How to Calculate Correlation Between Two Interval Levels
Correlation measures the statistical relationship between two interval-level variables. This guide explains how to calculate and interpret different types of correlation coefficients, with practical examples and an interactive calculator.
What is Correlation?
Correlation is a statistical measure that examines the relationship between two variables. When variables are correlated, changes in one variable are associated with changes in the other variable. Correlation does not imply causation, meaning that just because two variables are correlated doesn't mean one causes the other.
Correlation coefficients range from -1 to 1. A value of 1 indicates a perfect positive correlation, -1 indicates a perfect negative correlation, and 0 indicates no correlation.
Types of Correlation
There are several types of correlation coefficients, each suitable for different types of data:
- Pearson Correlation Coefficient - Measures linear correlation between two continuous variables
- Spearman's Rank Correlation - Measures monotonic relationships between two variables
- Kendall's Tau - Measures ordinal association between two variables
This guide focuses on Pearson and Spearman correlation, which are most commonly used for interval-level data.

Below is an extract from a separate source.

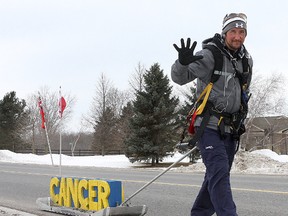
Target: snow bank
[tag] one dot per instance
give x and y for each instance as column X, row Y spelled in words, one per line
column 262, row 161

Pearson Correlation Coefficient
The Pearson correlation coefficient (r) measures the linear relationship between two continuous variables. The formula is:
r = Σ[(X - X̄)(Y - Ȳ)] / √[Σ(X - X̄)²Σ(Y - Ȳ)²]
Where:
- X and Y are the variables
- X̄ and Ȳ are the means of X and Y
- Σ represents the sum of all values
The Pearson coefficient is most appropriate when:
- Both variables are normally distributed
- The relationship between variables is linear
- There are no outliers in the data
Spearman's Rank Correlation
Spearman's rank correlation (ρ) measures the monotonic relationship between two variables. It's based on the ranked values rather than the actual values. The formula is:
ρ = 1 - [6Σd² / n(n² - 1)]
Where:
- d is the difference between ranks of corresponding variables
- n is the number of pairs
Spearman's correlation is appropriate when:
- The relationship between variables is not strictly linear
- Data is ordinal or not normally distributed
- There are outliers in the data
How to Interpret Correlation Results
Interpreting correlation coefficients requires understanding the strength and direction of the relationship:
- 0.00 to 0.19 - Very weak correlation
- 0.20 to 0.39 - Weak correlation
- 0.40 to 0.59 - Moderate correlation
- 0.60 to 0.79 - Strong correlation
- 0.80 to 1.00 - Very strong correlation
The sign of the coefficient indicates the direction:
- Positive coefficient (+) indicates a positive relationship
- Negative coefficient (-) indicates a negative relationship
Remember that correlation does not imply causation. Just because two variables are correlated doesn't mean one causes the other.
Example Calculation
Let's calculate the Pearson correlation between hours studied (X) and exam scores (Y) for 5 students:
| Student | Hours Studied (X) | Exam Score (Y) |
|---|---|---|
| 1 | 2 | 85 |
| 2 | 4 | 90 |
| 3 | 3 | 88 |
| 4 | 5 | 92 |
| 5 | 1 | 80 |
Using the Pearson formula, we calculate:
r = Σ[(X - X̄)(Y - Ȳ)] / √[Σ(X - X̄)²Σ(Y - Ȳ)²]
Calculating the means: X̄ = 3, Ȳ = 87.4
Calculating the numerator: Σ[(X - X̄)(Y - Ȳ)] = 15.6
Calculating the denominator: √[Σ(X - X̄)²Σ(Y - Ȳ)²] = 10.2
Final result: r ≈ 0.63
This indicates a moderate positive correlation between hours studied and exam scores.